Expansion and emissions

Beyond politics, Canada’s expansion of its oil industry could also pose a challenge in realising promises made at the 2009 Copenhagen summit on climate change. The government’s Commissioner of the Environment and Sustainability estimates that by 2020, the country’s emissions will actually be 7.4 per cent higher than 2005 levels as opposed to 17 per cent lower, as the government originally promised. In the Commissioner’s spring report this year, it also notes that “emissions from oil sands production and upgrading are expected to increase by 62 million tones by 2020.”

Mark Jaccard, an environmental economics professor at Simon Fraser University, says that new pipelines from the oil sands will only reinforce that projection. He says the the industry does not need to shut down. Simply that they continue running current facilities but don’t expand, if the government wants to meet their emissions targets.

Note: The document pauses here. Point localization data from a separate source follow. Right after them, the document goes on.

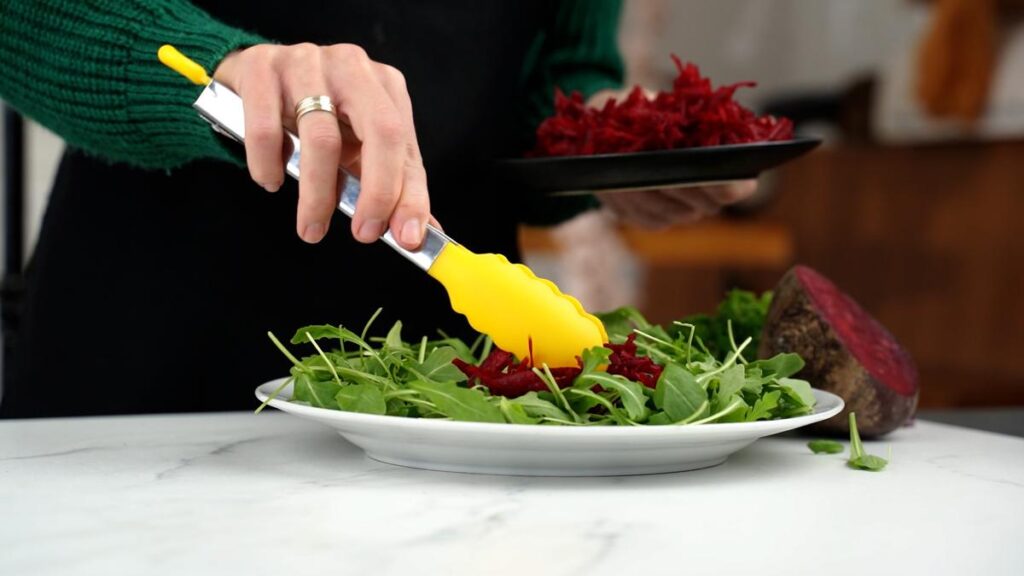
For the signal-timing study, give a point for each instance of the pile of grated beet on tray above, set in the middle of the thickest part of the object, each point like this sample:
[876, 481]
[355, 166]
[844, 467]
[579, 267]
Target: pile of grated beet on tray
[691, 115]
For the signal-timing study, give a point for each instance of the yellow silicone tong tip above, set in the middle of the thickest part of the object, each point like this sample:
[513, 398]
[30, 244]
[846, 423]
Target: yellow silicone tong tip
[184, 66]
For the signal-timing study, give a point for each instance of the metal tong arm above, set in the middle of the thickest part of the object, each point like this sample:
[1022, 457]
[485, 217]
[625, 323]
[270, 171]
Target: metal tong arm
[219, 106]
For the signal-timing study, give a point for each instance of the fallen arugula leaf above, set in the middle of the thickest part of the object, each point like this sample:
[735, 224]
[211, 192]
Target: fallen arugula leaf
[858, 458]
[824, 447]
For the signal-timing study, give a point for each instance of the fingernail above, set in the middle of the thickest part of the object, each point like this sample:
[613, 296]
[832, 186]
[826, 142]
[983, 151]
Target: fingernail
[371, 231]
[313, 233]
[412, 233]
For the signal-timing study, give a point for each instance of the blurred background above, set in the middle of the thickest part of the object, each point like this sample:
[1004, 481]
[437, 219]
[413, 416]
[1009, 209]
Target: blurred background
[913, 205]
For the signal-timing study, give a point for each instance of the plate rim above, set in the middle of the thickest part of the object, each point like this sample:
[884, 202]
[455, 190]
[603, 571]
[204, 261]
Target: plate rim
[769, 426]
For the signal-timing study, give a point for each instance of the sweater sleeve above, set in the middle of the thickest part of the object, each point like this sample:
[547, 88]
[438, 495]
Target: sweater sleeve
[88, 71]
[578, 52]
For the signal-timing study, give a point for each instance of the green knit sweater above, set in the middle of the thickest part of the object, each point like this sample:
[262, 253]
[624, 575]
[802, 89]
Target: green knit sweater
[87, 70]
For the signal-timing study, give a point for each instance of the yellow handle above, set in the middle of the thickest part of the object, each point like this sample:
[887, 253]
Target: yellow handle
[184, 66]
[514, 306]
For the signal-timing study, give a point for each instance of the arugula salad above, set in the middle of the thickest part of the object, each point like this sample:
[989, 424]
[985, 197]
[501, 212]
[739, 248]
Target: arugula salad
[696, 371]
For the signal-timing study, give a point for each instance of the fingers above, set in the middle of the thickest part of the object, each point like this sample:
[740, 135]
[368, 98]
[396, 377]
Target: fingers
[373, 136]
[695, 200]
[320, 137]
[732, 192]
[379, 126]
[260, 91]
[413, 210]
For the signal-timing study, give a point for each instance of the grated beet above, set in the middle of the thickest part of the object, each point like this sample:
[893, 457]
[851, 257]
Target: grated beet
[692, 114]
[846, 351]
[504, 376]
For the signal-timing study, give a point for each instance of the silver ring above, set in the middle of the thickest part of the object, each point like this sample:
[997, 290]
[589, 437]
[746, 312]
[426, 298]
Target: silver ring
[313, 104]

“This is the Faustian challenge that every human has,” says Jaccard. “There’s this candy out there – all the money you can make from developing fossil fuels. Yet somewhere you understand – and your politicians have promised – we’ve got to get our emissions down. That means you don’t burn fossil fuels anymore. Shouldn’t Canada be part of the global effort to make that happen? It’s going to have to be rich countries like Canada starting to rein in their own development of fossil fuels, and then they are in a moral position to be pressuring and urging other countries to do the same.”